NomadBSD for Raspberry Pi 400?

Is there any chance of getting a version of NomadBSD designed specifically for the Raspberry Pi 400? The Raspberry Pi 400 appears to be the ultimate Raspberry Pi desktop experience, which in my opinion, would be a perfect match for a light weight FreeBSD desktop like NomadBSD.

Unfortunately, NomadBSD has no installable images for the arm64/aarch64 architechture. What you can do instead is to go to Index of /releases/arm64/aarch64/ISO-IMAGES/13.0/ and download the appropiate image for your Raspberry Pi 400 and flash it to a microSD card. You do not have anything to set up, this image is ready to rock. Then you would install your desktop and desired apps yourself via pkg in the command line. Easy, huh? :wink:

Thanks for the reply. Yes, I realized that was possible, however as a NomadBSD fan boy, I think that the light weight look and feel are such a great match, it is a bit of a shame that there is no NomadBSD for the Raspberry Pi 4B / 400. It is possible to try to do it by hand, but there is a fair amount of installation and configuration of programs like Tint2, DSBMixer, DSBMC - DSBMD client, Feh, etc. it is a bit of a shame that the individual user has to duplicate the effort of the developer team, if they want a NomadBSD version for the Raspberry Pi.

Well, NomadBSD tries to be more focused on the desktop and not on small form factor sized embedded devices like the Raspberry Pi 4/400. Therefore you cannot exactly replicate the experience of a desktop PC with a embedded board like the Pi 4/400. You also need to consider that building images for that particular platform (ARM64/aarch64) would require a huge amount of work to basically building the AMD64 or even the i386 images among custom scripts to replicate the experience of the i386/amd64 image builds.
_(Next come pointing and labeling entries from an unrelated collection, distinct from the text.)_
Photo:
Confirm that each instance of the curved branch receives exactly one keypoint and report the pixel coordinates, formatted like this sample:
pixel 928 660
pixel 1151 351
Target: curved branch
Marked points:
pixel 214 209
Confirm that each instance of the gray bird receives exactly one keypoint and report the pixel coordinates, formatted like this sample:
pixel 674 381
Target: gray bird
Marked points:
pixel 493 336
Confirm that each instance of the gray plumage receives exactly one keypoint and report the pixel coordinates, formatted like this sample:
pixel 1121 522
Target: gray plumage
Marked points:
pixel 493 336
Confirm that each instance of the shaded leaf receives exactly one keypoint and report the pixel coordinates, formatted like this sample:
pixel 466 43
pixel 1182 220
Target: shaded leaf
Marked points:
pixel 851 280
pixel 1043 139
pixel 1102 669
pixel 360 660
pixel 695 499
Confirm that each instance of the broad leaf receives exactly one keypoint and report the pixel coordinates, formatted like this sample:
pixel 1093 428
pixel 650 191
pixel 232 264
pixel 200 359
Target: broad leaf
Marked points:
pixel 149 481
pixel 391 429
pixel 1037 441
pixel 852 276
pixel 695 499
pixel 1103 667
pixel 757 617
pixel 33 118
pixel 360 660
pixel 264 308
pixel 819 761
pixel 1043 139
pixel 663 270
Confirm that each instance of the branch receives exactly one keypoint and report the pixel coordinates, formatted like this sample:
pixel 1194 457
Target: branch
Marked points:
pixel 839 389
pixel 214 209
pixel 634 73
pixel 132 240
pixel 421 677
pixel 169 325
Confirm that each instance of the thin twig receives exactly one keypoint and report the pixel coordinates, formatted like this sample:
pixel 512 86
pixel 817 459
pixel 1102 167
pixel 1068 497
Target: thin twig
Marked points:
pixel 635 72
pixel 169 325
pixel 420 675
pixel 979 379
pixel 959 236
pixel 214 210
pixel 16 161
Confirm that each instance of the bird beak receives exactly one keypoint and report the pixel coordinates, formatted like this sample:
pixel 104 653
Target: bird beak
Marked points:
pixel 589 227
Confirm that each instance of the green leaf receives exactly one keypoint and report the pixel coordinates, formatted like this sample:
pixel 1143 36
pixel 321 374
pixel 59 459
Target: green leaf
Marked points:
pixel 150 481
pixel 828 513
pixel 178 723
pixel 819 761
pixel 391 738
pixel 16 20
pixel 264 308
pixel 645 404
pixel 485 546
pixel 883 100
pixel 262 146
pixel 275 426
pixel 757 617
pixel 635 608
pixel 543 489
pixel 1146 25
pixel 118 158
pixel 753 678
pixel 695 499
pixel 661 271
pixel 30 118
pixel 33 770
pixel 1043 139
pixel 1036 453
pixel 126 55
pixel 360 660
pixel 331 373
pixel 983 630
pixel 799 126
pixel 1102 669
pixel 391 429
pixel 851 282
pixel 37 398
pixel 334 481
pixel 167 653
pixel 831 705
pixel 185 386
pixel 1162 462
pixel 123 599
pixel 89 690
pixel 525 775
I think the NomadBSD devs don’t feel the need to do the same for the ARM architecture as this is supported upstream and nobody would use those tiny cheap boards as their desktop replacement (except some crazy computer enthusiasts who are just fed up with things happening in the consumer grade PC industry
stating the current situation of microprocessor chip technologies doesn’t evolve that quick and want to see some change here).